Bevor Sie losziehen: Prüfen Sie die APV Ihrer Gemeinde und deren Gewässerverordnung, holen Sie sich die Erlaubnis für Privatgrundstücke, lassen Sie Burggräben und historische Kanäle in Stadtzentren aus, wenn Sie gezielt suchen statt nur zu räumen, und informieren Sie sich darüber, was zu tun ist, wenn Sie auf etwas Militärisches stoßen. Dann sind Sie rechtlich auf der sicheren Seite.

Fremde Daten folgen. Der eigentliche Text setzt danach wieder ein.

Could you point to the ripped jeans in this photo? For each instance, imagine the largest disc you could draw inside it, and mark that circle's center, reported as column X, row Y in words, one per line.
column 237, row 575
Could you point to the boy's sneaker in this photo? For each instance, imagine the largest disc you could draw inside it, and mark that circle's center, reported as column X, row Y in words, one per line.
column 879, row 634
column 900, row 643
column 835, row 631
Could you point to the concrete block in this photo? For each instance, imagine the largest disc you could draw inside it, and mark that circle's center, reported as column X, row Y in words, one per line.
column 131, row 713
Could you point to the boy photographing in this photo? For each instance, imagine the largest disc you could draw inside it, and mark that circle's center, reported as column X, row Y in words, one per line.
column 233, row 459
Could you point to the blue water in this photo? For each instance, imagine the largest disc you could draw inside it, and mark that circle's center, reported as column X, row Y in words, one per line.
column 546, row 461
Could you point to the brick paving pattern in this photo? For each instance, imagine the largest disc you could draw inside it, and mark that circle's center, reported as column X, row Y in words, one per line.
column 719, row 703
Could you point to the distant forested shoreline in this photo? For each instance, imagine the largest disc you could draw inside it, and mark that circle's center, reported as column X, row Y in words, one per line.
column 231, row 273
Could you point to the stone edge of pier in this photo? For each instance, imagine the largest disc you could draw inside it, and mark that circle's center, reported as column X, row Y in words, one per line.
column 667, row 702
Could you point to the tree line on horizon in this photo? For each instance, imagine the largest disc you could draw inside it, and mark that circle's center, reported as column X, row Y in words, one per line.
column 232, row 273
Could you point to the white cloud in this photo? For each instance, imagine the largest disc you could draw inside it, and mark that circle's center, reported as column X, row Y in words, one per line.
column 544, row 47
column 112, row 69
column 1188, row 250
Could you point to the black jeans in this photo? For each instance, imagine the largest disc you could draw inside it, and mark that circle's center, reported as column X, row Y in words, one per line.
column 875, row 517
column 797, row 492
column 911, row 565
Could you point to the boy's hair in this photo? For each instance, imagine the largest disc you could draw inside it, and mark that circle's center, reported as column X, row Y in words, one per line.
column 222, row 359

Dieser Artikel enthält allgemeine Informationen zu veröffentlichten Vorschriften und stellt keine Rechtsberatung dar; außerdem ist er keine Aussage darüber, was mit Ihnen geschehen wird oder nicht. Nationale, regionale und kommunale Vorschriften unterscheiden sich und ändern sich. Bestätigen Sie stets die aktuelle Rechtslage bei der für das Gewässer zuständigen Behörde und holen Sie qualifizierten Rechtsrat ein, wenn davon etwas Wesentliches abhängt.